Meta has announced a research project to create translation software that works for “everyone in the world.” It’s part of a growing effort to serve the approximately 20 percent of the world’s population who do not speak languages covered by current translation systems.  “Communicating properly speaking the same language is hard enough; trying to capture and understand the universal nuances of different languages is a whole other ballgame,” Scott Mann, the co-CEO of Flawless AI,  a neural net film lab, told Lifewire in an email interview. “To date, the only way to do translation has been for ‘human translators’ to learn multiple languages and try to interpret and bridge language barriers for different uses.”

Meta Translation?

Meta is planning a long-term effort to build language and MT tools that will include most of the world’s languages. The company is building a new advanced AI model called No Language Left Behind. It says it will learn from languages with fewer examples to train from and use it to enable expert-quality translations in hundreds of languages, ranging from Asturian to Luganda to Urdu.  Another project is Universal Speech Translator, where Meta is designing novel approaches to translating from speech in one language to another in real-time to support languages without a standard writing system and those that are both written and spoken. “Eliminating language barriers would be profound, making it possible for billions of people to access information online in their native or preferred languages,” the company wrote in the blog post announcing the project. “Advances in MT (machine translation) won’t just help those people who don’t speak one of the languages that dominate the internet today; they’ll also fundamentally change the way people in the world connect and share ideas.” But some experts say that Meta’s translation project faces enormous hurdles. “The industry is definitely still in research mode, and we’re excited to be a part of that, but it’s not about to be deployed in a product that eight billion people will start using tomorrow,” Jesse Shemen, the CEO of translation software company Papercup said in an email interview.  The current issue is translation quality, Shemen said. His company uses the human-in-the-loop type models for both transcription and translation. “You can reap the vast speed benefits of machine learning while achieving the last mile of quality that people have come to expect with a human touch,” he added. 

Better Understanding

Work on improving translation software has been underway for decades.
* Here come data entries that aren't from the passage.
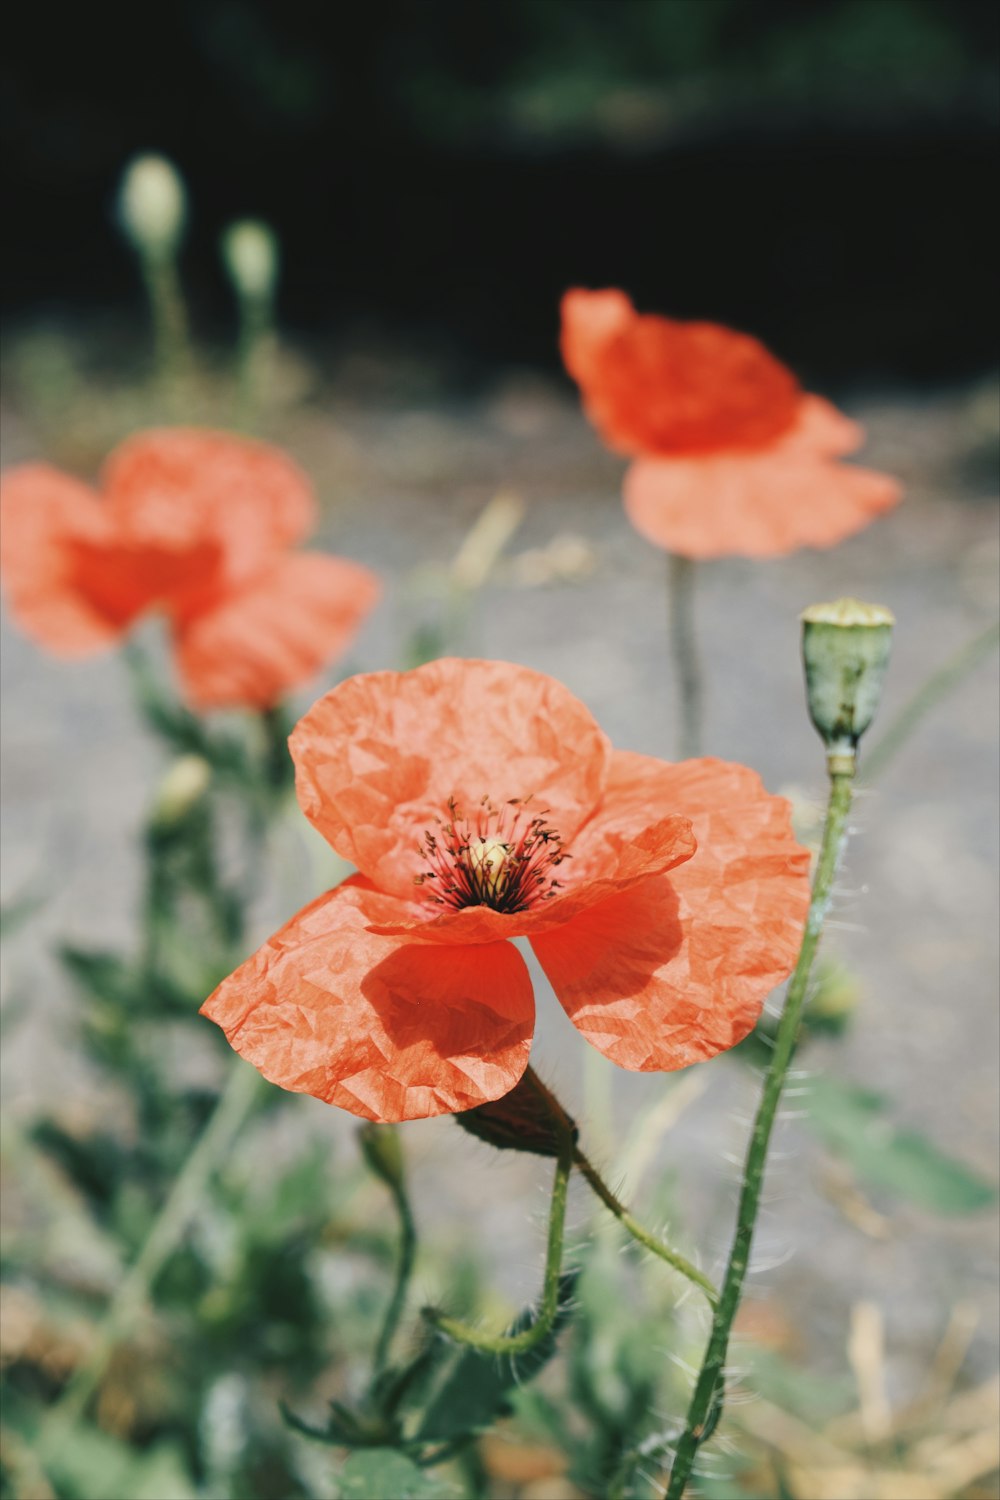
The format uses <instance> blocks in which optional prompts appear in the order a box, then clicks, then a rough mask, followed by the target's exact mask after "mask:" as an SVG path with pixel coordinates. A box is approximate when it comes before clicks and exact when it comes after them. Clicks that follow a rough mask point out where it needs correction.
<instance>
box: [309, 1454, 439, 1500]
mask: <svg viewBox="0 0 1000 1500" xmlns="http://www.w3.org/2000/svg"><path fill="white" fill-rule="evenodd" d="M450 1493H451V1491H450V1490H444V1488H442V1485H441V1479H435V1478H433V1475H429V1473H424V1470H423V1469H418V1467H417V1464H414V1463H412V1461H411V1460H409V1458H406V1455H405V1454H400V1452H397V1451H396V1449H394V1448H369V1449H367V1452H363V1454H351V1457H349V1458H348V1461H346V1464H345V1466H343V1469H342V1470H340V1478H339V1479H337V1494H339V1497H340V1500H375V1496H385V1497H388V1496H391V1497H393V1500H444V1497H445V1496H447V1494H450Z"/></svg>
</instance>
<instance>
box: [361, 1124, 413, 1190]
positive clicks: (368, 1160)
mask: <svg viewBox="0 0 1000 1500" xmlns="http://www.w3.org/2000/svg"><path fill="white" fill-rule="evenodd" d="M358 1145H360V1146H361V1155H363V1157H364V1161H366V1166H367V1169H369V1172H373V1173H375V1176H376V1178H378V1179H379V1182H384V1184H385V1187H387V1188H388V1190H390V1191H391V1193H402V1188H403V1179H405V1173H403V1152H402V1148H400V1145H399V1131H397V1130H396V1127H394V1125H375V1124H373V1122H372V1124H367V1125H361V1127H360V1130H358Z"/></svg>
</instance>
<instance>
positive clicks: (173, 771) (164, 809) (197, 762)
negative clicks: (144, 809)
mask: <svg viewBox="0 0 1000 1500" xmlns="http://www.w3.org/2000/svg"><path fill="white" fill-rule="evenodd" d="M210 781H211V766H210V765H208V762H207V760H205V757H204V756H199V754H183V756H180V757H178V759H177V760H174V763H172V766H171V768H169V771H168V772H166V775H165V777H163V780H162V781H160V786H159V792H157V793H156V801H154V804H153V819H151V823H153V828H156V829H157V832H168V831H169V829H171V828H175V826H177V825H178V823H180V822H183V819H184V817H186V816H187V814H189V813H190V811H193V808H195V807H196V805H198V802H199V801H201V798H202V796H204V795H205V792H207V790H208V783H210Z"/></svg>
In the film tech industry,  Flawless has developed a technology called TrueSync, that captures and translates the nuance of language and deep expression, enabling authentic, accurate translations of film performances from one language to another.  The TrueSynch tech allows for 3D translation of monocular images, meaning it can make controlled changes to original footage with a photorealistic output—preserving all the emotions and nuances of the intended performance,  Mann said. “While this is not running in real-time (which is needed for day to day translation such as Meta), it demonstrates the massive potential of AI and Neural networks in the translation domain.” Better translation software also makes good business sense. When companies go global, staffing up native-speaking support agents for every language is tough to do.  “This is where having accurate and reliable translation software becomes so important: if companies can empower their monolingual (i.e., English-only-speaking), already-trained customer support agents to chat and email with their customers through a translation technology layer, that immediately improves efficiency,” Heather Shoemaker, the CEO of the translation software company Language I/O, said in an email interview.  Shoemaker says her company’s software allows companies to communicate with customers in any language through proprietary machine learning technology. The AI-enabled technology can generate real-time, company-specific translations of all user-generated content (UGC), including jargon, slang, abbreviations, and misspellings, into over 100 languages via chat, email, article, and social support channels.  “Breaking the language barrier enables us to communicate and understand effectively what is being communicated without the possibility of misinterpretation,” Mann said. “The world needs to communicate better, and language is the biggest barrier to understanding one another.”